Бедные дураки отдавали «лону истины» свои деньги сами, а богатые — широкожестно откупались от голоса совести, заказывая «корпоративные богослужения» безналичным перечислением.
— Поцелуй батюшке руку, — приказала Ро одна из старушек.
Ро подняла глаза.
Перед ней замаячил неприятный человек. В гражданской жизни он скромно содержал свой трёхэтажный коттедж и старался уверить соседей-бедняков, что служитель «есмь раб и слуга» их. В храме поп был велик и уверен в себе. Словно муха под микроскопом, он чудовищно увеличивался под линзой церковного купола, его мохнатые лапки непрерывно шевелились, ощупывая себя и всех, до кого они дотягивались, клейкая дрянь вытекала из его рекущего разума и опутывала головы остальных, он жужжал и умело шнырял среди неподвижных. Ро содрогнулась.
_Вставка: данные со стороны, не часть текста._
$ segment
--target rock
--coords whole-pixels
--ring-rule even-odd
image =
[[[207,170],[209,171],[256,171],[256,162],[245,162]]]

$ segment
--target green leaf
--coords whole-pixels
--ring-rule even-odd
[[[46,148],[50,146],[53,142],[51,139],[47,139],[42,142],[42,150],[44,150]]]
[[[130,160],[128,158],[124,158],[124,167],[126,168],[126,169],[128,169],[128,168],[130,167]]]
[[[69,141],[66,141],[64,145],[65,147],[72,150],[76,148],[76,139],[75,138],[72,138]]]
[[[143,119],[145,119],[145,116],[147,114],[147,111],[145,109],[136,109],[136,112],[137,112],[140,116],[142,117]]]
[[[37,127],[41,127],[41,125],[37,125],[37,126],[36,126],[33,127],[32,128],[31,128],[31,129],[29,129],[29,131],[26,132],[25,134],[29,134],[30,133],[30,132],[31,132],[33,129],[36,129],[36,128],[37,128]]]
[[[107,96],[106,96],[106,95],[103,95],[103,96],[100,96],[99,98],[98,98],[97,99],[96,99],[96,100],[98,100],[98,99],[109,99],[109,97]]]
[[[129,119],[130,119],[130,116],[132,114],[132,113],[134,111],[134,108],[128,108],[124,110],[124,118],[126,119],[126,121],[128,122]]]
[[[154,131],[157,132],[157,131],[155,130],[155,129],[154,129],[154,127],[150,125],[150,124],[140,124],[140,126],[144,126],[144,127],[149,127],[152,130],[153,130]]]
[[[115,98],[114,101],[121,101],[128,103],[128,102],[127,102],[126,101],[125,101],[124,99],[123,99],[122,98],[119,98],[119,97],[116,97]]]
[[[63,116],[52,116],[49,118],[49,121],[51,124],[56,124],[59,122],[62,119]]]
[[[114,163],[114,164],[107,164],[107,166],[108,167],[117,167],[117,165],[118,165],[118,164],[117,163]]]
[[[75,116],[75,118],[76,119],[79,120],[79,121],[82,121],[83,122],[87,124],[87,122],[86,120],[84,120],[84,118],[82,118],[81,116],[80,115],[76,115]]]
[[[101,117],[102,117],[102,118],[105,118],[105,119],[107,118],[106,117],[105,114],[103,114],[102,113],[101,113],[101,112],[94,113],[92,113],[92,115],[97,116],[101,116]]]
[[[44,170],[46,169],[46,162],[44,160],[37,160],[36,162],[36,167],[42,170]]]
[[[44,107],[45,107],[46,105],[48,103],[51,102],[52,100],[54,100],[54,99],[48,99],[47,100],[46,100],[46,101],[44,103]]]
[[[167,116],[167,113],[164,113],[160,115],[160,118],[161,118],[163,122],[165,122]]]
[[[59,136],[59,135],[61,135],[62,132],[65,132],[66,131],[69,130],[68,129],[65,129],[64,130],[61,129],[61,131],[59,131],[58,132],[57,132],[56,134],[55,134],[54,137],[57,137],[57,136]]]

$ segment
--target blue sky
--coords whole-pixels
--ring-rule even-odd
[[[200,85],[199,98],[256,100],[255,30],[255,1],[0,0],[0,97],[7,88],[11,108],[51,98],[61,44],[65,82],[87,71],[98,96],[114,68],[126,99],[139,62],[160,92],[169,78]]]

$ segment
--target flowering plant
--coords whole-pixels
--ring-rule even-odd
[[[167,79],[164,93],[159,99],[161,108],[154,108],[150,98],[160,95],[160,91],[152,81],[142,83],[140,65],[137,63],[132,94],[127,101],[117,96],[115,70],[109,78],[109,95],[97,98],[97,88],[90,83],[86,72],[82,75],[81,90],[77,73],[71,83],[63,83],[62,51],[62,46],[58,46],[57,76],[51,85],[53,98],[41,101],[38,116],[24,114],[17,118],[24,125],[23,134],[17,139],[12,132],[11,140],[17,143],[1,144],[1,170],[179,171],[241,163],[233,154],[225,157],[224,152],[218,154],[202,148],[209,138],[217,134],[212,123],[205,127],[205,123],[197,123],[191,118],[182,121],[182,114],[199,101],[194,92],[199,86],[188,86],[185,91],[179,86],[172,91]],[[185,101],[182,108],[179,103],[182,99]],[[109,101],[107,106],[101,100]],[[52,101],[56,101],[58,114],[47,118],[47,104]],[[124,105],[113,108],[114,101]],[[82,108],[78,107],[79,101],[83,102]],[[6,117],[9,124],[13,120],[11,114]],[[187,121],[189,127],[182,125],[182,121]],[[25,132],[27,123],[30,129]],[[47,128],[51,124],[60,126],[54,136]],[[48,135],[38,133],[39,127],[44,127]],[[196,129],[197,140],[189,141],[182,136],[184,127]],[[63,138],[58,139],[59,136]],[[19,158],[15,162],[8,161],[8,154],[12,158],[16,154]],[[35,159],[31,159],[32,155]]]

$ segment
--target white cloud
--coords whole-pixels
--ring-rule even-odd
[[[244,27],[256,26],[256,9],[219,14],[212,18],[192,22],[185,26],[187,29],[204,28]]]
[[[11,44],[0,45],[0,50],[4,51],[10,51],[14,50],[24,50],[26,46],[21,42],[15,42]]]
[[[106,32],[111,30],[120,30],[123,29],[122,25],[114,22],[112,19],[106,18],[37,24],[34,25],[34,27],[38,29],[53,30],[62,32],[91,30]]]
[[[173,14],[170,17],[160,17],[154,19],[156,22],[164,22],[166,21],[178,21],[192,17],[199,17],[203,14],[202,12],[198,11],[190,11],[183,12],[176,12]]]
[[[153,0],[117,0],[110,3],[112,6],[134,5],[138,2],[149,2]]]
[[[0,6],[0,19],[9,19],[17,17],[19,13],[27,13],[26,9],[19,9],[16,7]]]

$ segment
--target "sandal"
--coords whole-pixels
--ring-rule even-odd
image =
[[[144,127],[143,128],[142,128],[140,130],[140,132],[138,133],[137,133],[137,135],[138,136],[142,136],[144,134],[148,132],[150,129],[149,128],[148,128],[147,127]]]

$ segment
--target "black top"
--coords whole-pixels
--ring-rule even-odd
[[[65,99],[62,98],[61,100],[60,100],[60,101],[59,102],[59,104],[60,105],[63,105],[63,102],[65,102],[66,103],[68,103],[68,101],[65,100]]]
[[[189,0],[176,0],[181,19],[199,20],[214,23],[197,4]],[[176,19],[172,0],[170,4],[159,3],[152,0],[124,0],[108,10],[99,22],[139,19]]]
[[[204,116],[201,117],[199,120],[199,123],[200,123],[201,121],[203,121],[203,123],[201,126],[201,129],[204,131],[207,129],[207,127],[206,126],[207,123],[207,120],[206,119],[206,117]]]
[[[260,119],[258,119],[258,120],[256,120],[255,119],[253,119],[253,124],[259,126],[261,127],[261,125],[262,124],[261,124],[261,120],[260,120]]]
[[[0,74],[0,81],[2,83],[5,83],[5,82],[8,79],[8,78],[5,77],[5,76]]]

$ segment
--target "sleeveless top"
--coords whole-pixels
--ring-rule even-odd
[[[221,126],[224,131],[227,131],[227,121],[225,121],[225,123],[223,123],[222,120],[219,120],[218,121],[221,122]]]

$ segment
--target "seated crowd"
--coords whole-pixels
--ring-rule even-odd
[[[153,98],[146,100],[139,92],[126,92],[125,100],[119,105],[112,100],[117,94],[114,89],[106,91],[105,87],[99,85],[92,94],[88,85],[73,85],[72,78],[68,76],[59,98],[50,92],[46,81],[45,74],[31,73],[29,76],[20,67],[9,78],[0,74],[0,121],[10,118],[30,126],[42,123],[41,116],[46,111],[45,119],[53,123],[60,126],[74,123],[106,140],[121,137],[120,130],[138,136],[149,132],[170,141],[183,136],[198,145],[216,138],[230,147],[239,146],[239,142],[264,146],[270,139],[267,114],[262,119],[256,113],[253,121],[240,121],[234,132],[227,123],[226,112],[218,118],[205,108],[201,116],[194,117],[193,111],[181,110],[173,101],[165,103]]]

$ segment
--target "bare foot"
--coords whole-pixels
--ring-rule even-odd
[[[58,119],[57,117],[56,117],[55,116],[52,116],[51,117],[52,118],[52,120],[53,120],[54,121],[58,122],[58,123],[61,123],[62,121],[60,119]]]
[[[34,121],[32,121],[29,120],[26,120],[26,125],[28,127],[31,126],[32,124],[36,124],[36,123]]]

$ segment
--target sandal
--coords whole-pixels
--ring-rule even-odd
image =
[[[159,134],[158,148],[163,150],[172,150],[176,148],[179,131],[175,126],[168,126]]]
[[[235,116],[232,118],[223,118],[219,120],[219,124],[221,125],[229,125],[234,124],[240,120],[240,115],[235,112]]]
Тот, кому доводилось пережить психический ужас, знает что это такое, и знает, как ёжится от встречи с ним обыкновенное человеческое существо, ошеломлённое и беспомощное перед зияющей трещиной между мирами, — вырывается вдруг на обжитую волю нездешний «сквозняк».
Ро от волнения и страха затошнило. Ей показалось, что на гвоздях закачались фанерно-картонные лики, взвыло за алтарём, вёдра и швабры поползли из угла, из стены потекло чтото чёрное, а горящие свечи погасли. Фиолетово-синее пламя плясало у ног перепуганной Ро.
Бабушки лихо метали кресты и кричали в уши девочке:
— Крестись! Отгони бесов прочь!
Дух, узнав о мракобесии, пришёл в негодование. Он не поленился и съездил к настоятелю злополучной церкви. О чём был разговор и как он происходил, никто не знает. Только поп труханул после этого не на шутку. Деревенские простаки говорили, что он удавился и сгинул бесследно. А директор лесхоза божился, что встретился с ним на курорте в Испании.
Жена-стряпушка ещё долго после этого случая обобщённо каялась и сокрушалась. Гоблин молчал и хмурился. А лаконичный, воспитанный в драчках Грэй, тоже «пропустил через себя» создавшуюся ситуацию и выдал жизнеутверждающий слоган: «Да разве ж можно живого человека ебать?!»
Церковь, русская церковь, соборная сила… Ах, как жаль, что засижено мразью светлейше место — материнство культуры, создавшее Русь! И язык, и волшебные сказки, и образы света, и правила тьмы, и оглядка назад, и мечта о бесплатном добре, и наказанность злоб, и желание каяться, плакать на счастье, смеяться до смерти — всё посажено в грядку культуры церковной рукой: не отнять! Но садовник куда-то ушёл… Что оставлено тем, кто хотел бы пожать урожай, не заботясь о всходах, не помысливши завтрашним семенем — всхожим скопищем мыслей и дел? Едоки порождают желанного идола — голод.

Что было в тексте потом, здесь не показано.